If you see a hobbit making it rain on Palo Alto’s University Avenue this afternoon, here’s why: VentureBeat reports that Palantir–Peter Thiel’s shadowy data-mining startup–has raised another $196 million, bringing its total raised to a whopping $498 million.
With cash like that, you could have custom costumes made for every Shire-loving employee. Or you could just buy the leftovers from Sean Parker’s wedding.
The news comes via SEC filing; the company hasn’t released the names of the investors or commented on the round. But then, Palantir has long operated under a haze of I-could-tell-you-but-then-I’d-have-to-kill-you mystery. This Forbes description of what the company actually does makes Palantir sound like the Pentagon’s personal geek squad:
In the last five years Palantir has become the go-to company for mining massive data sets for intelligence and law enforcement applications, with a slick software interface and coders who parachute into clients’ headquarters to customize its programs. Palantir turns messy swamps of information into intuitively visualized maps, histograms and link charts.

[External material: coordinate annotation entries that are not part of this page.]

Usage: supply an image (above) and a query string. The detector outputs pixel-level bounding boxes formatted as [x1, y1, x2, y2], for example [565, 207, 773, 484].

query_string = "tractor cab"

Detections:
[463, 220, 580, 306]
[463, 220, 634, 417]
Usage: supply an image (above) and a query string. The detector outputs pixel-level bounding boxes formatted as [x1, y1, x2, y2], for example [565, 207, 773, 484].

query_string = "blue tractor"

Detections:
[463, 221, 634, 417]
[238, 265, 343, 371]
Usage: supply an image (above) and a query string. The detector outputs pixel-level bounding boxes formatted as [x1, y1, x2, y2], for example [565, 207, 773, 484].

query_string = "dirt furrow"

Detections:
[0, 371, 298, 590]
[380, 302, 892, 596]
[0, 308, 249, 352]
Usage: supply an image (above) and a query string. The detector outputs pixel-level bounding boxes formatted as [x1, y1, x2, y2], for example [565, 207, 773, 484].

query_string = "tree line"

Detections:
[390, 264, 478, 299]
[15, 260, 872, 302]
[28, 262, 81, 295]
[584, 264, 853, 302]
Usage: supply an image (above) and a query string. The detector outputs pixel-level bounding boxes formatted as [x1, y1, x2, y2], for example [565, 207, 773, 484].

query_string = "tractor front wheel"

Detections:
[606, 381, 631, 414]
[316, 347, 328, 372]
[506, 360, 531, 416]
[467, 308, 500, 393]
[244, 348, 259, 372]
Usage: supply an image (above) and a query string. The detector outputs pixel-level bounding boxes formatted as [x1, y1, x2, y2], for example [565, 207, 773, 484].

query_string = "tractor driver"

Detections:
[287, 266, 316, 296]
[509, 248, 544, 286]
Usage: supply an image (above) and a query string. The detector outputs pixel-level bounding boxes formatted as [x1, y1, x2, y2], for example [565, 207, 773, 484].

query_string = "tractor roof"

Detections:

That’s not such a charming visual after the NSA revelations, though. The Telegraph recently dubbed the startup the creepiest ever, and they’re far from the only skeptics:
Love America? Shame Palantir employees, boycott their investors, & hate on them publicly. Do it for freedom. http://t.co/E7G9KaHt74
— Startup L. Jackson (@StartupLJackson) September 28, 2013
Not to mention that, as those of you who remember your Lord of the Rings will know, the company is named after the dangerous ancient communications device that corrupted Gandalf’s boss, Saruman the White. Worth pointing out!